= Melanie Townsend =

Art Curator and Writer

Melanie Townsend (1968 - December 19, 2018, London, Ontario, Canada) was a Canadian curator and writer on contemporary art, Head of Exhibitions at Museum London, and President of the Ontario Association of Art Galleries.

== Biography ==
Townsend was born and raised in Windsor, Ontario. She attended Kennedy Collegiate Secondary School and earned an Honours bachelor's degree from Western University in 1991. She received a master's degree in history from the University of Windsor in 1994. During her undergraduate studies, she worked as a collections assistant with Windsor's Community Museum, later working at the Art Gallery of Windsor as its Curatorial Assistant/Coordinator.

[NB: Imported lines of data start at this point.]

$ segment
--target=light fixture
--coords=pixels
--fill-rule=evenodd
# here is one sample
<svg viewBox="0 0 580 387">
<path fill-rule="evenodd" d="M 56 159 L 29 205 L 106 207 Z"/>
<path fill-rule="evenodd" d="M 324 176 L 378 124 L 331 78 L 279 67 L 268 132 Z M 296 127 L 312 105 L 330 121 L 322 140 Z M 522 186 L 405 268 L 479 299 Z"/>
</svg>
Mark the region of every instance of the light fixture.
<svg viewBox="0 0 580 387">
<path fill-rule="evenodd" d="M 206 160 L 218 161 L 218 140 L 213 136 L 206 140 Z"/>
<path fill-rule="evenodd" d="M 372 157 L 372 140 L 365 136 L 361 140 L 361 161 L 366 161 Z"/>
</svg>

From 1998 to 2004, Townsend worked as Curator of the Walter Phillips Gallery at The Banff Centre and helped establish the Banff International Curatorial Institute. She was instrumental in partnering with Plugin Gallery in 2001 for the 49th Venice Biennale, which featured the work of Janet Cardiff and George Bures Miller. She was on the board of the Calgary artist-run centre TRUCK, and served as its President. Townsend was Secretary, Vice President, and President of the Ontario Association of Art Galleries, between 2010 and 2016. In 2004, she was appointed Curator of Contemporary Art, at Museum London and in 2005, its Head of Exhibitions and Collections.

== Exhibition history ==
At the Walter Phillips Gallery: Sentient Circuitry (2002) featuring the work of Norman White Ken Rinaldo and Reva Stone; Roy Kiyooka: Accidental Tourist (2004) and Campsites (2005).
At Museum London: Garry Neill Kennedy: Superstar Shadow (2006); Wyn Geleynse: A Man Trying to Explain Pictures (2006); Gardens of a Colonial Present: Ron Benner (2008); Jamelie Hassan: At the Far Edge of Words (2009); Kim Adams: One for the Road (2013); Kim Ondaatje (2013); and Colette Urban: Incognito (2014).

== Writing ==
Townsend edited and wrote key works within the field of museology and curatorial studies including: The Paradise Institute (2001); The Edge of Everything: Reflection on Curatorial Practice (2002); Beyond the Box: Diverging Curatorial Practices (2003).